Description of Securities Registered Under Section 12 of the Securities Exchange Act of 1934
EX-4.5 2 insm20201231ex45.htm EX-4.5 Document
DESCRIPTION OF SECURITIES
REGISTERED UNDER SECTION 12 OF THE
SECURITIES EXCHANGE ACT OF 1934
The following information is a summary of the material terms of the common stock of Insmed Incorporated (“we”, “our” and “us,”), which is based upon, and is qualified in its entirety by reference to, our Articles of Incorporation, as amended (the “Articles of Incorporation”), our Amended and Restated Bylaws (the “Bylaws”) and applicable provisions of the Virginia Stock Corporation Act (“VSCA”). This summary may not contain all of the information that is important to you; you can obtain additional information regarding our Articles of Incorporation and Bylaws by referring to such documents, copies of which are included as exhibits to the Annual Report on Form 10-K of which this Exhibit 4.5 is a part.
Under our Articles of Incorporation, we have authority to issue 500,000,000 shares of common stock, par value $0.01 per share. All of our issued and outstanding shares of common stock are fully paid and nonassessable.

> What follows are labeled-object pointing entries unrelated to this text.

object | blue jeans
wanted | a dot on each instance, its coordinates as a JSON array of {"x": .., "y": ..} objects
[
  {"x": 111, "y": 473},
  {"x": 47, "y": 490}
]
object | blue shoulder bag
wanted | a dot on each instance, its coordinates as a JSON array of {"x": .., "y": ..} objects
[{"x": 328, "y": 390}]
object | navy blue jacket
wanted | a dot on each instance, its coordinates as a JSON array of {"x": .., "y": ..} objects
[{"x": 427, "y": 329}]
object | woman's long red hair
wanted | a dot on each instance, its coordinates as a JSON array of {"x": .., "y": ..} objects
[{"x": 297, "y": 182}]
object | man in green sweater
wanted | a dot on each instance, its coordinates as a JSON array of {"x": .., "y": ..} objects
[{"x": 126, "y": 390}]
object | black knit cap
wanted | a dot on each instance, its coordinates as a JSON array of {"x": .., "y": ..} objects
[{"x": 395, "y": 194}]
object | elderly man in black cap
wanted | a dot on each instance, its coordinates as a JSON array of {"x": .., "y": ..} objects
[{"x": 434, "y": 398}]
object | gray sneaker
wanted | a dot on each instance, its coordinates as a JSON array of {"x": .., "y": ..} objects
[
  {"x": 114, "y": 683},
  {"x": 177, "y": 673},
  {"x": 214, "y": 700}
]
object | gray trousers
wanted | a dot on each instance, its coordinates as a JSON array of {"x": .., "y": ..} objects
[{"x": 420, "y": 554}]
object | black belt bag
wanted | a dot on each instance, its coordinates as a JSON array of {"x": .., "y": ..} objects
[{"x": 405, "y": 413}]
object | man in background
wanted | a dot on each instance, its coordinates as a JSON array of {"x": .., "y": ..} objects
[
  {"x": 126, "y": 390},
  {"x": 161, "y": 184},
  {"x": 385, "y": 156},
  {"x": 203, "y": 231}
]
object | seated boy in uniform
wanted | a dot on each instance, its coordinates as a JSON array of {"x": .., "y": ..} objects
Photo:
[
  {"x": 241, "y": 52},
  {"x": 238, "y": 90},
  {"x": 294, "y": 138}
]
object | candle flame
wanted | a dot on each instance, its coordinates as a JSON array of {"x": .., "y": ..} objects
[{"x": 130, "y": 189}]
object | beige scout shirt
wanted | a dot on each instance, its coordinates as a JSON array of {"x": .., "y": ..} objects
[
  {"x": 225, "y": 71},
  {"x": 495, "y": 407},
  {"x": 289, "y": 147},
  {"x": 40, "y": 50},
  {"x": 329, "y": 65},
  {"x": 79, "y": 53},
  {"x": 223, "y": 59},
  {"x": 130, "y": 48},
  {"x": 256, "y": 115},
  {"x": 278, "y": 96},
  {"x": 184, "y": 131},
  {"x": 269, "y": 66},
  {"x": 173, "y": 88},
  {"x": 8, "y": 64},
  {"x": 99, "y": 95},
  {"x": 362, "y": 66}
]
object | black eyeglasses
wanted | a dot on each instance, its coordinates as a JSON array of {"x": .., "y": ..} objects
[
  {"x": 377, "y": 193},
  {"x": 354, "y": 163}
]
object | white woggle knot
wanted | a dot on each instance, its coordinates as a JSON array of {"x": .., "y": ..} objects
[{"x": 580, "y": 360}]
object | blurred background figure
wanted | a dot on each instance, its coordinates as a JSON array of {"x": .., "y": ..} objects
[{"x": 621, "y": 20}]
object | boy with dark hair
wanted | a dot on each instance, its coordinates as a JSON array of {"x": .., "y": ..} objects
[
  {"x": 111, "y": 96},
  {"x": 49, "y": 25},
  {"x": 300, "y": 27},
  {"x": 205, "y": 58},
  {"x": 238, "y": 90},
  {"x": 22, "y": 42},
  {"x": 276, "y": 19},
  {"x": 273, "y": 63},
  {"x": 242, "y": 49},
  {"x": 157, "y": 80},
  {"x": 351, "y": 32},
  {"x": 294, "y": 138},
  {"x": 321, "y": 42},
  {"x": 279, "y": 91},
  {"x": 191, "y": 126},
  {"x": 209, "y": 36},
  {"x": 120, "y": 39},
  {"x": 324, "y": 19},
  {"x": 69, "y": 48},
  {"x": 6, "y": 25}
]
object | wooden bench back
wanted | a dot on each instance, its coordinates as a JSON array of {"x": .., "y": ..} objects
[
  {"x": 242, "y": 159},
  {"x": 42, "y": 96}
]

Subject to the rights of the holders of any of our preferred stock then outstanding, the holders of our common stock are entitled to receive ratably such dividends, if any, as may be declared from time to time by our board of directors out of legally available funds. As of the date of this Annual Report on Form 10-K, we have not declared or paid any dividends on our shares of common stock, and there were no shares of preferred stock outstanding, although our board of directors is authorized to issue preferred stock with rights senior to those of the common stock without any further vote or action by the holders of our common stock.
Rights Upon Liquidation
In the event we are liquidated, dissolved or our affairs are wound up, after we pay or make adequate provision for all of our known debts and liabilities, each holder of common stock will receive distributions pro rata out of assets that we can legally use to pay distributions, subject to the rights of the holders of any of our preferred stock then outstanding.
Holders of our common stock are entitled to one vote per share and will have the exclusive power to vote on all matters presented to our shareholders, including the election of directors, except as otherwise provided by the VSCA and subject to the rights of the holders of any of our preferred stock then outstanding. An election of directors by our shareholders will be determined by a plurality of the votes cast by the shareholders entitled to vote on the election, although we have a director resignation policy applicable to director nominees in uncontested elections. Our Articles of Incorporation do not provide for cumulative voting. In accordance with our Articles of Incorporation, our board is divided into three classes serving staggered three-year terms, with one class being elected each year at our annual meeting of shareholders.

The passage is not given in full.